Mom who discarded body of dead son gets 6 months

1/9/2013

Kelly Jagodzinski was sentenced to six months in jail yesterday for the death of her infant son, whose body was found in a wooden trunk behind a Sylvania ice rink nearly a year ago.

Judge Frederick McDonald in Lucas County Common Pleas Court ordered Jagodzinski to serve the jail time at the Corrections Center of Northwest Ohio in Stryker. He also placed her on community control for five years.

She could have been sentenced to 10 years in a state prison.

Jagodzinski, her body shaking as she sobbed, told the judge before sentencing that she didn't know what to do when her baby died. “I didn't know how to deal with it,” she said. “I'm sorry about what I did, and I miss him horribly.”

But Judge McDonald said he didn't believe Jagodzinski acted on the spur of the moment.

“The defendant had several months to consider what she would do in regard to this child,” he said. “She made a choice that placed that child at risk, and that risk happened and that baby died.”

The judge explained after the sentencing hearing how he reached his decision: “I considered the factors and considered the charge and gave the sentence I thought was appropriate.”

He said during the hearing he did not think a prison term was appropriate, but did believe that some incarceration was necessary.

In December, Jagodzinski, 22, of Percentum Road, Sylvania Township, pleaded no contest to involuntary manslaughter. The judge found her guilty.

Prosecutors said she gave birth to a son Jan. 5, 1999, by herself in the bathroom of her apartment at 5812 Spring Hollow Dr., near Airport Highway and Holland-Sylvania Road, in Toledo.

However, she sought no medical help for the baby, who died a short time later.

The body was found in the trunk Feb. 29, 2000, in some woods near Tam O'Shanter Sports, Inc., which operates an ice rink at 7060 Sylvania Ave., Sylvania.

Dr. James Patrick, county coroner, said he could not determine whether the child was alive when born because of the decomposition of the corpse.

Jagodzinski told police that after she gave birth to her son, he cried weakly once and refused to eat. When she checked on him about a half-hour later, she found he wasn't breathing.

She later placed him in a plastic bag and put his body in the trunk in a wooded area behind her parents' home on Percentum.

In the summer of 1999, she became concerned that someone might find the body, so she moved the trunk behind Tam O'Shanter. When it was found, it contained materials that linked the child to Jagodzinski.

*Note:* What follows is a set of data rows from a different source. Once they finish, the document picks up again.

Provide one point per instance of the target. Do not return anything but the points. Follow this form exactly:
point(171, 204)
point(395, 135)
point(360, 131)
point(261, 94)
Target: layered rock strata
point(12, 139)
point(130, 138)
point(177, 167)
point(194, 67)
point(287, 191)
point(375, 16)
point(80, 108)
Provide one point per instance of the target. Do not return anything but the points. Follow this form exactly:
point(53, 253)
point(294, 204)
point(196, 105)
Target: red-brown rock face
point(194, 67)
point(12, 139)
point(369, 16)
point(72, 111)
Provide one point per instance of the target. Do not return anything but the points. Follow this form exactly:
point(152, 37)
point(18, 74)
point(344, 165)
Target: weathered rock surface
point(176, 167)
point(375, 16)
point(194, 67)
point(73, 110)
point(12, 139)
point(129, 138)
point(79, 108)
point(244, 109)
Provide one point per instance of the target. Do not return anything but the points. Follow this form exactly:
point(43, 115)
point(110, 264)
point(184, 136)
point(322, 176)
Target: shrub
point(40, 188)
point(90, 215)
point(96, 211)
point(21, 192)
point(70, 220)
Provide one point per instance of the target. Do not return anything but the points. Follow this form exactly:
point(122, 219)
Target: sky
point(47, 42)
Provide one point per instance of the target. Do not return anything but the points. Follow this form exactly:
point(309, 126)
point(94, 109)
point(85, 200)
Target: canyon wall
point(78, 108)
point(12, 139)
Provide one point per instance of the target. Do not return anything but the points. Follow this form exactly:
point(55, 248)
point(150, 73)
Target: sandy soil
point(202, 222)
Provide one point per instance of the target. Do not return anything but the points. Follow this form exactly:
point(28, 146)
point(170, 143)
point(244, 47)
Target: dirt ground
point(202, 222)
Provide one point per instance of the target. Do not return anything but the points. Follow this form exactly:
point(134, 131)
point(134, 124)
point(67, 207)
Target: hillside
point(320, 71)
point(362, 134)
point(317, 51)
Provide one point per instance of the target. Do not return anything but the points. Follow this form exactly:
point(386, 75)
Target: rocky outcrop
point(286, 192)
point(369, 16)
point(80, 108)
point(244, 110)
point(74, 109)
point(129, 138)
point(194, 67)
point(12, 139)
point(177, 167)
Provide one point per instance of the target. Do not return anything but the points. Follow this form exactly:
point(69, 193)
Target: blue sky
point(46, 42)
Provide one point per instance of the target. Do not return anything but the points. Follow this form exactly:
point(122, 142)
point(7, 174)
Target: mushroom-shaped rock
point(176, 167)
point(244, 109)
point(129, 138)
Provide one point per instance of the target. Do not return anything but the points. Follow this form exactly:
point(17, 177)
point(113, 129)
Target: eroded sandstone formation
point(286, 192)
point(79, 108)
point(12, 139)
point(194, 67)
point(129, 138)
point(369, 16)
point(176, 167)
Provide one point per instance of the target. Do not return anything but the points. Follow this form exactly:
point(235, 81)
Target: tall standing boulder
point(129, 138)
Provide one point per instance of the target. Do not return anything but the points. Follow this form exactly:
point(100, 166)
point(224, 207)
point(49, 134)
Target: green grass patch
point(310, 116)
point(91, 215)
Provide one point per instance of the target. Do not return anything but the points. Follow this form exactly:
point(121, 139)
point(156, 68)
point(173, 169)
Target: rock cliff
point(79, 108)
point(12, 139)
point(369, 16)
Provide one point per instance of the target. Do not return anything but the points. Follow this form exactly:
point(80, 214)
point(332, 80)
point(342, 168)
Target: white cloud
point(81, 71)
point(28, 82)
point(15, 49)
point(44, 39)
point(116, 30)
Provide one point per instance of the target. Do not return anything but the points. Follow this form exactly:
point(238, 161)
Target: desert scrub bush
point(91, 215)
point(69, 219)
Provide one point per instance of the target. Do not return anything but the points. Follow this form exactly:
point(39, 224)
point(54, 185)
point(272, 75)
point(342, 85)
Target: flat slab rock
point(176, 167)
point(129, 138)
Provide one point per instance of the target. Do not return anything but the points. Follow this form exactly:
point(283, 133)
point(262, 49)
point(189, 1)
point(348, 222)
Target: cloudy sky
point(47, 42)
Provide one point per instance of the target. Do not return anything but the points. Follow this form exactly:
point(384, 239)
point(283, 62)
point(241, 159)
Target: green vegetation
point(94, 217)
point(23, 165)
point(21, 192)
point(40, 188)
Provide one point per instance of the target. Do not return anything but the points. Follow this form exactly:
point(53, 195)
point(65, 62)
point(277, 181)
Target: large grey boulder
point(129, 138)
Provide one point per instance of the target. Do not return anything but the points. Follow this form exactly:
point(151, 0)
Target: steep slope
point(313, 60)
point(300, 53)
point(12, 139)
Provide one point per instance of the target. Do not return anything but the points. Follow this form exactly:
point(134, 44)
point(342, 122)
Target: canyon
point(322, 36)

Jeffrey Lingo, an assistant county prosecutor, said after the hearing he still is suspicious that Jagodzinski may have planned to let her baby die.

“There were statements made by her to some of her friends indicating that she had been to a physician and that the child was going to be born with a brain deformity or that it was going to be born dead,” Mr. Lingo said.

“Through an investigation, we were able to determine that she had never been to a physician. Coupling that with the fact that the child did die certainly created some suspicion in our minds,” he added.

Mr. Lingo said he didn't have enough evidence to charge her with a more serious crime.

Alan Konop, Jagodzinski's attorney, said after the hearing that his client was not indicted for murder, nor does the evidence support such a charge.

“I can't tell you the sadness and remorse she feels having given birth to a child, having held the child in her arms, and having the child die,” Mr. Konop said.